Pour leur part, les assureurs, pour éviter les risques prudentiels et fiscaux (causés par le risque
de requalification en gestion de portefeuille), ont tenté de cantonner leur offre à des unités de
compte adossées à des actifs d’une même nature et cherché de nouvelles voies.
2- Les fonds diversifiés
L’assureur, responsable de l’adéquation de la gestion des unités de compte aux caractéristiques
déterminées pour le support, a cherché à offrir une alternative aux fonds dédiés en présentant
un offre à mi-chemin entre fonds en euros (garantis à faible rendement) et unités de compte
(exposés aux marchés financiers).
La loi Breton46 a autorisé l’assureur à se replacer au coeur de la gestion financière des contrats
grâce aux fonds diversifiés dont une partie est assortie d’une garantie et l’autre partie non
garantie, permet dans le cadre d’un fonds interne une gestion active dans le cadre d’un compte
titre considéré globalement comme une unité de compte.

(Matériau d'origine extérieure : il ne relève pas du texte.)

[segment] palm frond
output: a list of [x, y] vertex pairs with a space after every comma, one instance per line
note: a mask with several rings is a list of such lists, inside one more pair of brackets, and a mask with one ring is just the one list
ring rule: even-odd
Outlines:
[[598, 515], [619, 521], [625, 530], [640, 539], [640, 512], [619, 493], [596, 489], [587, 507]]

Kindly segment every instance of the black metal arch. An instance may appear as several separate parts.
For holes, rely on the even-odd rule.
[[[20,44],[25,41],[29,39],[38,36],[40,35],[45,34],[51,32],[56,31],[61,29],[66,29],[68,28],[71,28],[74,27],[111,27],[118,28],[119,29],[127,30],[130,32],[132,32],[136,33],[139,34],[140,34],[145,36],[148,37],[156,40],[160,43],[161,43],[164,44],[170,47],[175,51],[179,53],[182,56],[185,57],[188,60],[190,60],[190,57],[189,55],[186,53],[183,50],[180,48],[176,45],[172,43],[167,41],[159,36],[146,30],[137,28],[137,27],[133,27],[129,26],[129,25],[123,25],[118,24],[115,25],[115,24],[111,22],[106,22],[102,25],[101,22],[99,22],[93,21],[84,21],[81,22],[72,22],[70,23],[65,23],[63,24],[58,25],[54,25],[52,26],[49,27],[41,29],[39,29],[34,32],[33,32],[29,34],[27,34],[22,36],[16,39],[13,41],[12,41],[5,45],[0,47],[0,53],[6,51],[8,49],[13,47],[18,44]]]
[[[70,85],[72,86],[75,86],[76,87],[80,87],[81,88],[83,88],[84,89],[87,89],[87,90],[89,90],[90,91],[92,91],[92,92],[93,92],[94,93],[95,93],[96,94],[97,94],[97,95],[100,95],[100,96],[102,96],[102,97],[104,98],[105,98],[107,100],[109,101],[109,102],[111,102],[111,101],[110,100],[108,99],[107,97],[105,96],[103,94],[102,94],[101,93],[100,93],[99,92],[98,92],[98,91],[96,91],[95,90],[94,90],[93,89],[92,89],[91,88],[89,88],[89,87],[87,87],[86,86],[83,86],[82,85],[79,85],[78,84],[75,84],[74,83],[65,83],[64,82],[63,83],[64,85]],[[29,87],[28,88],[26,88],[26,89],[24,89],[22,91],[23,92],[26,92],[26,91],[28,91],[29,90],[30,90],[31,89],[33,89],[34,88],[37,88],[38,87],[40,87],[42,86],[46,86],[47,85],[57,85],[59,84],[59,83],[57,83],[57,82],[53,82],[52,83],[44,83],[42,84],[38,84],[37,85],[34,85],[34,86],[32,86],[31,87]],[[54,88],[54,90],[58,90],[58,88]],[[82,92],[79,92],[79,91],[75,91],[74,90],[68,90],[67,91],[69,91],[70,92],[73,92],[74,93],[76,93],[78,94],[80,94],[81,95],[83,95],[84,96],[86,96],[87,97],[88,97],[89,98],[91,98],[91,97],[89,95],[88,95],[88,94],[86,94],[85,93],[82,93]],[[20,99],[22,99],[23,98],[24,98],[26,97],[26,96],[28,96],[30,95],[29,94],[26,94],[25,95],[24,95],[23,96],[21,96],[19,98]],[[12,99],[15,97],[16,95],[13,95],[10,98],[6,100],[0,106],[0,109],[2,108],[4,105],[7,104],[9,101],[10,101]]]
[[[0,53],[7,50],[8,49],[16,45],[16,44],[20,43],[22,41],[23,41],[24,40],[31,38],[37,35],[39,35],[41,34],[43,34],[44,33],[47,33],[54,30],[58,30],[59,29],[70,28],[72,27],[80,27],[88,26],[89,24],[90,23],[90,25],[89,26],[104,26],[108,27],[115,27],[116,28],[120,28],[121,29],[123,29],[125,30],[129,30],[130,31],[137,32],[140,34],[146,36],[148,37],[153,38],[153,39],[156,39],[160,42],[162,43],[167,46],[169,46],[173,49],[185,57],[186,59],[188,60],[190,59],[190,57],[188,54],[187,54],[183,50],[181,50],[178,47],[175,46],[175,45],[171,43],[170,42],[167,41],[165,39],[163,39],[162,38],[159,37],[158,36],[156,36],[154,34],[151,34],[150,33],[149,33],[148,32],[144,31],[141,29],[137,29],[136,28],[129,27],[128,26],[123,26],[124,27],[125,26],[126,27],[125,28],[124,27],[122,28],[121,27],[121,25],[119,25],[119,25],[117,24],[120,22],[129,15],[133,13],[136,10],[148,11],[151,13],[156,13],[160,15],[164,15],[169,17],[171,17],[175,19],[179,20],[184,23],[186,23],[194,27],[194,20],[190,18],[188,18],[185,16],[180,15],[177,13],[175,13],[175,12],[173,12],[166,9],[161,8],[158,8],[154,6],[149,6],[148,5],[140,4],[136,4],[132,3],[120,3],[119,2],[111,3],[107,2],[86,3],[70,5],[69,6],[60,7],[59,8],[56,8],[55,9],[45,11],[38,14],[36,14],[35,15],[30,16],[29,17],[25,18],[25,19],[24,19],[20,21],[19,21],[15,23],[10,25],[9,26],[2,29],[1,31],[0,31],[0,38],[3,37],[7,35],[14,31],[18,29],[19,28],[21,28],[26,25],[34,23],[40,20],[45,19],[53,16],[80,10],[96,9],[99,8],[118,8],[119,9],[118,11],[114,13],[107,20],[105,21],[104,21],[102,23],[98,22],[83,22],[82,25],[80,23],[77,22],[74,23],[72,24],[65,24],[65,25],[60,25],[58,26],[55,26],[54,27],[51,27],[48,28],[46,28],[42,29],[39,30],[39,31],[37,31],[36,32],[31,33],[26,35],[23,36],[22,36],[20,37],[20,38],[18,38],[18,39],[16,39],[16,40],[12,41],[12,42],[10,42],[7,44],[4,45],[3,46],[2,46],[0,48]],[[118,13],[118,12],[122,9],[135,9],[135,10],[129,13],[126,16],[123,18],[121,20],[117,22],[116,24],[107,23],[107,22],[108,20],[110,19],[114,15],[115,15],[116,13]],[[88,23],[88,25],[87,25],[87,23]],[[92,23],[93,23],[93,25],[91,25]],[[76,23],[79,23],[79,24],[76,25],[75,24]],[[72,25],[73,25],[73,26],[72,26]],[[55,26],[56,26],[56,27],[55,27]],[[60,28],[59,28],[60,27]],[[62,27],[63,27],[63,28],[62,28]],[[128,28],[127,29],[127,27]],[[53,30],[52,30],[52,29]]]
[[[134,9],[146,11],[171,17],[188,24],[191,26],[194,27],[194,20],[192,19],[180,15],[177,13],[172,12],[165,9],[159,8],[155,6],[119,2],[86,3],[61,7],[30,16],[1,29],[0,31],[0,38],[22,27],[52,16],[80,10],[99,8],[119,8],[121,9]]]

En résumé, les assureurs français doivent se montrer attentifs et sélectifs quant aux unités de
compte, pour se conformer à la réglementation propre à encadrer leur détermination. Ces
critères doivent être respectés tant en cours de vie contractuelle qu’à l’occasion de la
conclusion du contrat, c’est à dire quand, à la souscription, l’assureur désignera les unités de
compte sur lesquelles reposera sa prestation. Il convient d’envisager la possibilité pour celui-ci
de modifier les supports offerts à l’arbitrage.
38 L 310-1 du Code des assurances
39 M. BERTRAND, Contrats en unités de compte – Améliorer la transparence, La Tribune de l’assurance, n°68,
mai 2003, p. 22
40 Les Echos Assurance-vie : le plus des contrats luxembourgeois [ 30/04/09 – 15H12 ]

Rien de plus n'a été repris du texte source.